The singer said she was especially moved by seeing the faces of the people who came from near and far to remember Rev. King's legacy.

As the Martin Luther King, Jr. Memorial Dedication Choir sang "The Battle Hymn of the Republic," she said, she also was struck by seeing Obama and his family on the giant screens erected on either side of the stage as the first family toured the memorial, accompanied by members of Rev. King's family.

"That spoke a lot — his truth is marching on," Nelson said.

In an interview the next day with the Catholic Standard, Washington's archdiocesan newspaper, Nelson said Rev. King's call still resonates today for all people regardless of race, color or creed to work together, to help those who are hungry and homeless, those without jobs, and those who lack access to health care.

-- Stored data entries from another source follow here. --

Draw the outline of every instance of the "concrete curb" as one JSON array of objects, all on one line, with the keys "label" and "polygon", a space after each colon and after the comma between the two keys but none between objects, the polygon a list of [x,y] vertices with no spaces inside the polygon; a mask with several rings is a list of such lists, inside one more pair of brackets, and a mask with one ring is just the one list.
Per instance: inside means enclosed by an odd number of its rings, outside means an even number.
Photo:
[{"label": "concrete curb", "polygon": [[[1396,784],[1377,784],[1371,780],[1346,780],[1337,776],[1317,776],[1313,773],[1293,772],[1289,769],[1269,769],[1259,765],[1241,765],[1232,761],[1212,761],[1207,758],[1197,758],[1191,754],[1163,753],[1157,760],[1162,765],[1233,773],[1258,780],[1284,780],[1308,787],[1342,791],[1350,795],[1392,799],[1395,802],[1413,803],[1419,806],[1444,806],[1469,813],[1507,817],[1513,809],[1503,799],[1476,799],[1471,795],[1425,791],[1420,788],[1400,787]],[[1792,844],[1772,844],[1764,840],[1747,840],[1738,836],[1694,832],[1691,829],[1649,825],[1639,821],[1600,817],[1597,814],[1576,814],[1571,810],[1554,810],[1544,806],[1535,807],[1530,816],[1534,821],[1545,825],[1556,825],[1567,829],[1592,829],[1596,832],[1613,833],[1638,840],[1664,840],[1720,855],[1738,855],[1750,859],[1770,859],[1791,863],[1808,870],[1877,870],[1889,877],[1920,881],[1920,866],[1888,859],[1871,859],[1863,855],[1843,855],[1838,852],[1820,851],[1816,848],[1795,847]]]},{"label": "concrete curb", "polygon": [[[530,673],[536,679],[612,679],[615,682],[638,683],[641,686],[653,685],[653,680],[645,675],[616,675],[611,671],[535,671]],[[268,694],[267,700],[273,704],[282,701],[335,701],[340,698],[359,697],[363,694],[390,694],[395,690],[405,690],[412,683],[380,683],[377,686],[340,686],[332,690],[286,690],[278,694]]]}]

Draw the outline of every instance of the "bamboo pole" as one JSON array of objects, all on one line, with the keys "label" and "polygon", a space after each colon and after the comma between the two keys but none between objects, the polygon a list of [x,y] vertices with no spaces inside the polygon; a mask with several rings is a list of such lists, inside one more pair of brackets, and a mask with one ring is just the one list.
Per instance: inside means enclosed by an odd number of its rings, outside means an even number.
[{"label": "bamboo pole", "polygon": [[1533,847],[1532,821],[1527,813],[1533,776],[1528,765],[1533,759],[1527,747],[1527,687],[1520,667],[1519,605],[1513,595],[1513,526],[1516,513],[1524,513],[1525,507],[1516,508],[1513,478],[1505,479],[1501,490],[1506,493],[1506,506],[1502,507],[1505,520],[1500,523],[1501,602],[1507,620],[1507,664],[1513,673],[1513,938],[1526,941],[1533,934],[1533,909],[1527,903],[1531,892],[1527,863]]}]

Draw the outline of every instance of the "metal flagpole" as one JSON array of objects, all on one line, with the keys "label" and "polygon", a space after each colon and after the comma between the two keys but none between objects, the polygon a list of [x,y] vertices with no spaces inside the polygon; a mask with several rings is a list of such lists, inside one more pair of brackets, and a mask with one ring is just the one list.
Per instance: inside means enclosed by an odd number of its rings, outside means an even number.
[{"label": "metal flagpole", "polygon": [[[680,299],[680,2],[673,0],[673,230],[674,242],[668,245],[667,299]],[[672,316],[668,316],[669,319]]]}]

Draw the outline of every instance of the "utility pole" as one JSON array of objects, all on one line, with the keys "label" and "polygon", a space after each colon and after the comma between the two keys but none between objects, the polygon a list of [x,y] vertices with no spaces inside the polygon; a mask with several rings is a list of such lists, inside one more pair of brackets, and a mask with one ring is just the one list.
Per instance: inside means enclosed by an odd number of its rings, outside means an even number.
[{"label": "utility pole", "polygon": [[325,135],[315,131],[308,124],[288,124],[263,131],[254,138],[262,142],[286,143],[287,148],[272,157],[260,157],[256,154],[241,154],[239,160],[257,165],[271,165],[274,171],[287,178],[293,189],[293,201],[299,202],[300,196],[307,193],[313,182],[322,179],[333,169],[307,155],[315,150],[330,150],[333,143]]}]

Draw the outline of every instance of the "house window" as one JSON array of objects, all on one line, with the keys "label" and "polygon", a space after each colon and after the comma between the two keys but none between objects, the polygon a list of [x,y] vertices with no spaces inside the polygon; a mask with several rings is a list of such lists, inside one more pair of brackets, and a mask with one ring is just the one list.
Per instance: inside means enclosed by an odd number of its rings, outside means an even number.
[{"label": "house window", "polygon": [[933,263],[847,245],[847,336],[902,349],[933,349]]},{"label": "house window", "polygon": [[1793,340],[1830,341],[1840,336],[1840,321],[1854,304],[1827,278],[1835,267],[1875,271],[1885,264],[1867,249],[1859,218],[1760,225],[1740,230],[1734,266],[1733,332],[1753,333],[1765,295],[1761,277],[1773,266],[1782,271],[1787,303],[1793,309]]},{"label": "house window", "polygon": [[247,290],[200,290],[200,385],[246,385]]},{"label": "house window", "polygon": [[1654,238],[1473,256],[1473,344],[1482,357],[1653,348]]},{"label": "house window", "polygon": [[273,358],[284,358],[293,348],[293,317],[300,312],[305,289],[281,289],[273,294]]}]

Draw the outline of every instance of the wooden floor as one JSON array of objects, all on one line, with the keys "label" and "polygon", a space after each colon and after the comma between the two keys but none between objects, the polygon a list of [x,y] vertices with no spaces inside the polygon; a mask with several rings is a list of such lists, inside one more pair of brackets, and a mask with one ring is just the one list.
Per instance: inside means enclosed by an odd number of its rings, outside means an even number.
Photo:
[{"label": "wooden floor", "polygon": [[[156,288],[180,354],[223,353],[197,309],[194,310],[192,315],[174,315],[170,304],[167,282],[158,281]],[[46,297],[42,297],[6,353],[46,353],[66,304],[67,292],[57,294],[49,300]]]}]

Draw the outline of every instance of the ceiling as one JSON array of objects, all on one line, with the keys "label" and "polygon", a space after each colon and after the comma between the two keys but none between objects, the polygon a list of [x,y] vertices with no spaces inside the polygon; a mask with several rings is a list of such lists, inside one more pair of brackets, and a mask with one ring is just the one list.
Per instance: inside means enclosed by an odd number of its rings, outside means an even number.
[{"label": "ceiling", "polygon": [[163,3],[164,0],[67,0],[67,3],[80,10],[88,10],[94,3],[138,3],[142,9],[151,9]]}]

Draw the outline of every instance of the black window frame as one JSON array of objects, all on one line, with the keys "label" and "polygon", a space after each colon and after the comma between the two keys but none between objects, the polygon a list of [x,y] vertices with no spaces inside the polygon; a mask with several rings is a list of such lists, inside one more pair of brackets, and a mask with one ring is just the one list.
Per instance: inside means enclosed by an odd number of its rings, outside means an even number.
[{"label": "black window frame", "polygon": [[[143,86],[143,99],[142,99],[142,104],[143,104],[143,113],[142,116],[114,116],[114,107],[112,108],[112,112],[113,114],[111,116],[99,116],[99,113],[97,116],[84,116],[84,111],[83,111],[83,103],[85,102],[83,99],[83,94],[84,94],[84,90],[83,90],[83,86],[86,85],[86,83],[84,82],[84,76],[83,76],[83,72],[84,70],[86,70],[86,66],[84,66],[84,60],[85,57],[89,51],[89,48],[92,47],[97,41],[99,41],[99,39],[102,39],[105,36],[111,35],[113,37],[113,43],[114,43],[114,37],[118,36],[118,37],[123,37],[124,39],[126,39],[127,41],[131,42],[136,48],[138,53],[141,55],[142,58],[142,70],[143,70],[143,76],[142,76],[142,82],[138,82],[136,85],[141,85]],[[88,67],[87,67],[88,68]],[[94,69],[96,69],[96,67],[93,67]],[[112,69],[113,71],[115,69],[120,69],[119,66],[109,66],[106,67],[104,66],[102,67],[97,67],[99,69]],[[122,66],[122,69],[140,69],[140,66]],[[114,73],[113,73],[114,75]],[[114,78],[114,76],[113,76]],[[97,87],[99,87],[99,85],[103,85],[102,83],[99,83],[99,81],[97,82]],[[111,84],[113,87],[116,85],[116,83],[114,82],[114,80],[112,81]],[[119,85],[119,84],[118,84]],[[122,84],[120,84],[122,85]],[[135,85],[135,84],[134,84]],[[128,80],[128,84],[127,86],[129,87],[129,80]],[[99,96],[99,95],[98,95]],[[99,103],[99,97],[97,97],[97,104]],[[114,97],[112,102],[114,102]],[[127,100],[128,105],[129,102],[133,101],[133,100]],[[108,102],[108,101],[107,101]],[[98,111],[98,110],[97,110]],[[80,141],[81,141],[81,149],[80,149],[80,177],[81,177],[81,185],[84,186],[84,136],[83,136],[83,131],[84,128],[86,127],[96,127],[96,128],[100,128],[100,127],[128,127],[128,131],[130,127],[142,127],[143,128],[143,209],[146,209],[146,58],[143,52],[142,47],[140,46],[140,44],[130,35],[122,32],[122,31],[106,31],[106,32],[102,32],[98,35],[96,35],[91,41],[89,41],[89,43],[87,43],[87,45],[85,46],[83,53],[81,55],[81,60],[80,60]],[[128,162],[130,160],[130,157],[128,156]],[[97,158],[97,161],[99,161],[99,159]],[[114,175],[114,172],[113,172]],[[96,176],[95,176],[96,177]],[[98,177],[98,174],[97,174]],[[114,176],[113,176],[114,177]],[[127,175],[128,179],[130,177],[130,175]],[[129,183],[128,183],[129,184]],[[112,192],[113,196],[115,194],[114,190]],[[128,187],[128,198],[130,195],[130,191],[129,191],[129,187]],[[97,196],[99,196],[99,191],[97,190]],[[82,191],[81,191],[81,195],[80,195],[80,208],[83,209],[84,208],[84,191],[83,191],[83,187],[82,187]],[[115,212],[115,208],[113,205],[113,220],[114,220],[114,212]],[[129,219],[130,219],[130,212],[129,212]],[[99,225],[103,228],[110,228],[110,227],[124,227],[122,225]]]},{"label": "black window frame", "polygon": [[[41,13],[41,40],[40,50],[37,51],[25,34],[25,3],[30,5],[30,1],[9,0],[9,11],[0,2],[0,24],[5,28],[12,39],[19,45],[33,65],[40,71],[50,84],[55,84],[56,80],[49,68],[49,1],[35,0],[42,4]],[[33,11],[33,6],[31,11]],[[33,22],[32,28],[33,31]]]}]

Nelson said Rev. King, as a man of God, drew strength from his faith, and those who seek to continue the civil rights leader's work today can follow his example.

"For me, what's so inspiring (is that) no matter how much he was hated or rejected, he kept going because he believed in God, and believed God would make a way, and he wasn't afraid, " she said.

"He had to keep pushing for what God wanted him to do," Nelson added. "Sometimes, we get doors closed in our faces. We have to keep pushing, knowing God is walking with us every step of the way."

The centerpiece of the new memorial is a 30-foot sculpture of Rev. King, which shows him looking forward, emerging from a granite Stone of Hope, "concentrating on the future and his hope for humanity," according to a fact sheet on the memorial.

Almost 50 years ago, Laura Jenkins' grandfather, who worked as a plumber, and her grandmother, who worked as a housekeeper, drove to the 1963 March on Washington, where Rev. King delivered his famous "I Have a Dream" speech.

On Oct. 16, Jenkins and her husband, Curtis, drove from their home in Clayton, N.J., where they are members of St. Catherine of Siena Parish, and followed the path of her grandparents so they could witness the dedication of the memorial honoring the slain civil rights leader.

"(We're here) just to be a part of history. We were here on the inauguration (of Obama)," said Laura Jenkins, who remembered two pictures displayed proudly on the wall of her grandparents' home — portraits of John F. Kennedy and Rev. King.

Now the Jenkins' have a picture of Rev. King displayed on the wall of their own home as a reminder to them and their two children.

"He gave his life for the cause (of civil rights). The least was could do was honor him when they opened the memorial," said Curtis Jenkins, who said Rev. King's faith shaped his life and work.

His wife agreed, saying, "His religious beliefs made him look for the good in people, regardless of race. He believed we could all get along. ... We try to teach our kids the same thing, to look for the good in people."

Christopher Isaac, a seventh-grader from Eastern Middle School in Silver Spring, Md., who attended the dedication with a group of fellow Boy Scouts from Troop 96 in the Washington area, said he felt honored to be there that day.

"(Dr. King) made a change through hard work, and that's what I plan to do," he said.

Thelma Hines, a member of Resurrection of Our Lord Parish in Laurel, Md., came to the dedication with her mother, Gwendolyn Grant.

"It's an opportunity to celebrate a great man's life," Hines said. "I was born in the early '60s. I've seen the transition from segregation to greater civil liberties, not only in society in general, but also in the church."

Obama closed his remarks by saying, "And so, with our eyes on the horizon and our faith squarely placed in one another, let us keep striving; let us keep struggling; let us keep climbing toward that promised land of a nation and a world that is more fair, and more just, and more equal for every single child of God."